New (November 2024): Open positions PostDocs, PhD and MSc
Inertial effects on dispersion of polydisperse beads in a turbulent coaxial jet in the two-way coupling regime
Description of the research: Jet flows can be found all around us both in industrial applications (e.g. jet propulsion, impinging jet cooling), human health (e.g. drug delivery devices, virus spread through coughing), and environmental settings (e.g. volcano eruptions). In many cases, these jets are laden with particles having different sizes whose dynamics govern the downstream development and spatial distribution of these two-phase jets. Although particle-laden jets have been studied extensively during the last decades, still little is known about polydisperse particle-laden jets in the two-way coupling regime. While numerical studies struggle with high computational demands in resolving the relevant spatial and temporal scales, experiments are scarce since spatially and temporally resolved measurements are equally hard to obtain. However, experimental “ground truth” results are essential to improve the modeling of the unresolved scales in the numerical simulations.
This research will leverage combined inline digital holographic cinematography with high-speed stereoscopic particle image velocimetry (stereo-PIV) to resolve the spatio-temporal distributions of both the beads and the surrounding flow field. The focus of the research will be on polydisperse spherical beads in the two-way coupling regime for which hardly any data exists. Furthermore, it is here proposed to use a coaxial jet configuration that has the advantage of being able to control the near-field vortex structure by changing the velocity ratio, between outer and inner jet. By changing the velocity ratio, the beads’ Stokes numbers are changed, thereby controlling their inertial response. In polydisperse particle-laden coaxial jets, this may hold the promise of possible inertia based, bead segregation.

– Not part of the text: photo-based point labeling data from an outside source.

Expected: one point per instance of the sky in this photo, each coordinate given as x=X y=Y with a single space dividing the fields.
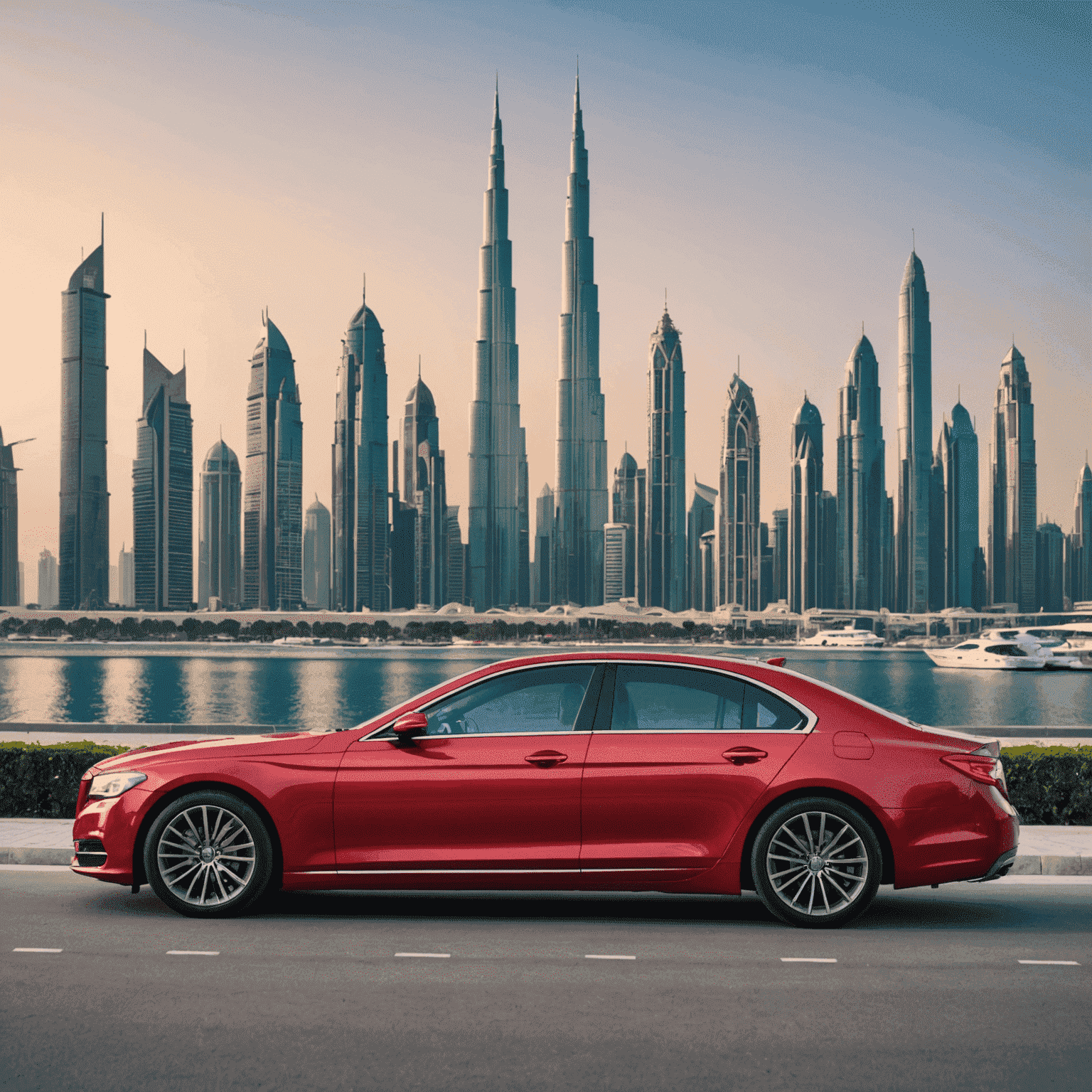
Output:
x=767 y=165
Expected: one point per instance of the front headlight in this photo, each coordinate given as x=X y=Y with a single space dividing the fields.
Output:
x=114 y=784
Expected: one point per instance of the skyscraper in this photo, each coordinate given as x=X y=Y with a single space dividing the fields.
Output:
x=806 y=511
x=580 y=493
x=220 y=557
x=1012 y=522
x=9 y=527
x=1080 y=550
x=861 y=488
x=317 y=555
x=1049 y=567
x=700 y=519
x=741 y=556
x=959 y=456
x=360 y=469
x=425 y=482
x=628 y=508
x=273 y=503
x=915 y=439
x=665 y=531
x=163 y=493
x=85 y=564
x=47 y=580
x=456 y=557
x=544 y=539
x=498 y=505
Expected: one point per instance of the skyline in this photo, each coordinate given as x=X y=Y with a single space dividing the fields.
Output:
x=631 y=303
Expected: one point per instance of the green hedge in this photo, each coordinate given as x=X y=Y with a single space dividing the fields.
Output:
x=1049 y=786
x=43 y=782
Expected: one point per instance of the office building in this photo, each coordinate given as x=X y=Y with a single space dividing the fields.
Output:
x=806 y=511
x=629 y=508
x=861 y=484
x=47 y=580
x=163 y=491
x=580 y=491
x=739 y=560
x=915 y=440
x=497 y=513
x=700 y=519
x=360 y=471
x=85 y=564
x=220 y=527
x=665 y=529
x=317 y=556
x=1014 y=510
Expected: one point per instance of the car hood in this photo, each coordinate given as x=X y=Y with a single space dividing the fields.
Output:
x=277 y=743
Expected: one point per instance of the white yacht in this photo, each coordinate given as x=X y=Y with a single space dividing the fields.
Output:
x=1061 y=648
x=845 y=638
x=981 y=654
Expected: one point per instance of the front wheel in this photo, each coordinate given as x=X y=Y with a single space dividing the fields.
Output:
x=209 y=855
x=816 y=864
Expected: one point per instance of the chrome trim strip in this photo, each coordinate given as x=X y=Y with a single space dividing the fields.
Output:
x=480 y=872
x=810 y=717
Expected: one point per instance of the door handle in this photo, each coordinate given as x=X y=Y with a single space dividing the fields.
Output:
x=545 y=759
x=739 y=756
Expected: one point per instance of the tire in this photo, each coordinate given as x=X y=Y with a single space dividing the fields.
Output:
x=209 y=855
x=816 y=890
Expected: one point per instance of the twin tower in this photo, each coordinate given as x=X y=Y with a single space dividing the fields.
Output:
x=499 y=528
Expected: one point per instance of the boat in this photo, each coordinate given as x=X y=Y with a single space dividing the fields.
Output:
x=1061 y=648
x=845 y=638
x=983 y=655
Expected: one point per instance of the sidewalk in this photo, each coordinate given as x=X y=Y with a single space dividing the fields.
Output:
x=1044 y=851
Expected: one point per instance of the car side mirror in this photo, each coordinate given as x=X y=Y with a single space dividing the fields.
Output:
x=407 y=727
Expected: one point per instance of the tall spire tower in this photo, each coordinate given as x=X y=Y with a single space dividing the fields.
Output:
x=581 y=480
x=498 y=552
x=915 y=440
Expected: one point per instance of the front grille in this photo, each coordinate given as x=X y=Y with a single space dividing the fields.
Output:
x=90 y=853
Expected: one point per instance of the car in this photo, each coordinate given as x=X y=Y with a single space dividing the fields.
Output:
x=574 y=771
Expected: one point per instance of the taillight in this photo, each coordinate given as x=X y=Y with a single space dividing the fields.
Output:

Combined stereoscopic PIV and inline holography
The proposed research will lead to a better, basic understanding of inertial effects on polydisperse particle-laden, turbulent coaxial jets in the two-way coupling regime which is crucial to further improve the current modeling of these flows. Furthermore, as a result of the basic nature of this investigation, this research is expected to have a broad impact on turbulent, polydisperse particle-laden flows in general.
Funding: This research is funded by the Israel Science Foundation under grant no. 2944/24
New (November 2024): Open positions PhD and MSc
Fiber dispersion in coaxial jets
Description of the research: The study of fluid-solid multiphase flows, characterized by the suspension of small solid particles within turbulent carrier fluids, is of significant relevance in both industrial and environmental contexts. Such flows are commonly encountered in processes such as papermaking, fuel combustion, and cyclonic separations, as well as in natural phenomena like sandstorms and the dispersion of soot particles, to name only a few. The inherent complexity of these dispersed two-phase flows arises from the intricate interactions between the suspended particles and the surrounding fluid, making them substantially more complicated to understand and predict than single-phase flows.
Over the past decades, fluid-solid multiphase flows have been extensively studied through experimental and numerical methods. However, much of this research has been limited to flows involving spherical particles. In addition, mostly “idealized” flow conditions, such as homogeneous isotropic turbulence (HIT) or fully developed channel flows, have been investigated, whereas particle behaviour in spatially developing flows has hardly been studied. However, in real-world applications, flows are often spatially evolving and particle shapes deviate from perfect spheres, with irregular and non-spherical shapes being common. This introduces additional complexity, as the interactions between non-spherical particles and turbulent flows are highly dependent on particle shape and orientation. Understanding these interactions is crucial for improving predictions and optimizing industrial processes involving fluid-solid multiphase flows.
Despite the growing recognition of the importance of non-spherical particles in flows, there is a relatively limited body of literature addressing their dynamics in realistic flow conditions. In particular, fibre-like particles represent a significant challenge due to their elongated shape and orientation-dependent interactions with the fluid. This research proposal aims to address this gap by focusing on the behaviour of fibre-like particles in a spatially developing turbulent flow, i.e., a coaxial jet flow, specifically investigating the effects of fibre inertia and length on the dispersion of fibres in coaxial jet flows.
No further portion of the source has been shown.